While data on the fatalities and infections from other communicable diseases such as cholera, malaria, TB, HIV and AIDS during the COVID-19 pandemic are currently not easily available, the modest behavior change so far exhibited by Kenyans including physical distancing, washing of hands, avoiding crowded places, homecare, physical fitness and improved diet, it is evident that the state of Kenyans health has improved. But these gains might be eroded by the challenges faced by those with chronic diseases who have been advised to avoid hospitals or those previously importing life-saving drugs, or hard to reach populations, this lessons learned must include urgent establishment of the health commission, to streamline services in the sector.
Chapter 4 of the Bill of Rights provides for the right to adequate health which cannot be actualised in the current state where we lack clear policies and a legal regime to guide the sector. The government, through Vision 2030, commits to improving the overall livelihoods of Kenyans; provide an efficient and high-quality healthcare system through devolution of funds and management of healthcare.

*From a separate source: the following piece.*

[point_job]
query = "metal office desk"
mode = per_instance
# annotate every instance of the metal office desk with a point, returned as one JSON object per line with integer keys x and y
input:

In addition to the devolution of the health services, which has rarely worked so far while the establishment the commission to manage the health work force is still in abeyance, government promise to delink the Health ministry from service delivery in order to improve management of health institutions primarily by devolution of health management to communities and healthcare experts to counties and national hospitals. By failing to establish a national health commission as provided for in the Constitution, we have contributed to escalating challenges in the health sector. We have for a long time waited to see reforms at the Kenya Medical Supplies Agency and streamlining buying of medical equipment and drugs by country governments without any progress.
Health provision including dealing with emergencies is a key agenda both in the Big Four agenda, Constitution and Vision 2030. This obviously follows the Constitutional requirement, Kenya Health Act 2014 and Kenya Health Policy 2014-30. In addition, Kenya has ascribed to the Sustainable Development Goals (SDGs), including SDG No3, that commits governments to provide quality healthcare for all.

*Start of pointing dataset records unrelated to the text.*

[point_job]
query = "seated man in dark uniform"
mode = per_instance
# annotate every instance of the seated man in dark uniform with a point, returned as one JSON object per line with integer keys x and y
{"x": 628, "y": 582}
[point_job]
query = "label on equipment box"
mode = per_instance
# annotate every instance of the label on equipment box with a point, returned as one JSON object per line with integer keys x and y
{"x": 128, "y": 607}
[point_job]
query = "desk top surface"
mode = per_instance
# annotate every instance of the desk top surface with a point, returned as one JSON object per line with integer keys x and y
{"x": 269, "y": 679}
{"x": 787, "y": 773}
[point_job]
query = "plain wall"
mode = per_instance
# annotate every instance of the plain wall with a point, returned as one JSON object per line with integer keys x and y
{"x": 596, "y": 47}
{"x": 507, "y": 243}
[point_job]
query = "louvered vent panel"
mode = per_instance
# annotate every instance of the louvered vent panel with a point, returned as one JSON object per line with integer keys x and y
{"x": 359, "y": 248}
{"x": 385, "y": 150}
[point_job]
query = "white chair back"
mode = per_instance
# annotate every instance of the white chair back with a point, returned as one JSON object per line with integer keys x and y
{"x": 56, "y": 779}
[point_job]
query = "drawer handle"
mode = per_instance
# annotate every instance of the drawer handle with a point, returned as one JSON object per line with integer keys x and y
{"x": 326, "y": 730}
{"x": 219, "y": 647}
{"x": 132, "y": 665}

The responsibility of providing quality and accessible healthcare for all Kenyans lies on both the national and county governments. The national government is responsible for policy formulation and managing referral hospitals while county governments are charged with managing health facilities within their jurisdiction. Interventions on improving the health situations of Kenyans including dealing with outbreaks like Coronavirus is the responsibility of both governments, and a national narrative through the media auditing the country’s response and preparedness.

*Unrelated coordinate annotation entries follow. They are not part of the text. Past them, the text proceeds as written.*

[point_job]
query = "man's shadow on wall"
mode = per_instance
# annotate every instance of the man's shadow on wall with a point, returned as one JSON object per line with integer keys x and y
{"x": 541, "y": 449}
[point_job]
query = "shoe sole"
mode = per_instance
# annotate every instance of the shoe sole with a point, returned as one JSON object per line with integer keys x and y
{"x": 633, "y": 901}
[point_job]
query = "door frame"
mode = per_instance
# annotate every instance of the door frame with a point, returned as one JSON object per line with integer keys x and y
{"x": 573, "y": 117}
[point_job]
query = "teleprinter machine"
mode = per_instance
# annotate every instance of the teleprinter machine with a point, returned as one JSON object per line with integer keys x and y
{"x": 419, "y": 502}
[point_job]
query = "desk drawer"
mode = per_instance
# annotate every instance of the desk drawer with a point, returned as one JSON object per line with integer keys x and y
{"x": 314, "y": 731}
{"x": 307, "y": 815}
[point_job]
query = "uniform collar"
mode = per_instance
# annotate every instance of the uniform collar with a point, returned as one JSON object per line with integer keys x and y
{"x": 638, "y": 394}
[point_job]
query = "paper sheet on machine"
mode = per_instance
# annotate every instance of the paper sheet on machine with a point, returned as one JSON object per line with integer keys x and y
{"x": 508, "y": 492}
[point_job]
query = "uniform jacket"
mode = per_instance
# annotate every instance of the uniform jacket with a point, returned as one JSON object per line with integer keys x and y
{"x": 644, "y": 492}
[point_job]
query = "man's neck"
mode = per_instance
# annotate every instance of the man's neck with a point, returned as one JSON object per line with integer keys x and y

Providing quality health care for all has serious implications and the responsibilities go beyond national and county government to include private establishments, the political class, faith-based organisations, civil society and households. It requires effective and well-structured partnerships. Kenyans must rethink and use this pandemic to expand the debate on access to universal health, through adopting behavior change to support healthy lifestyles, pushing for reforms in the health sector including the establishment of the health commission, budget enhancement to improve the infrastructure in the sector and issue of resolving the national and county government tussle over management of the sector.
The writer works at the Media Council of Kenya.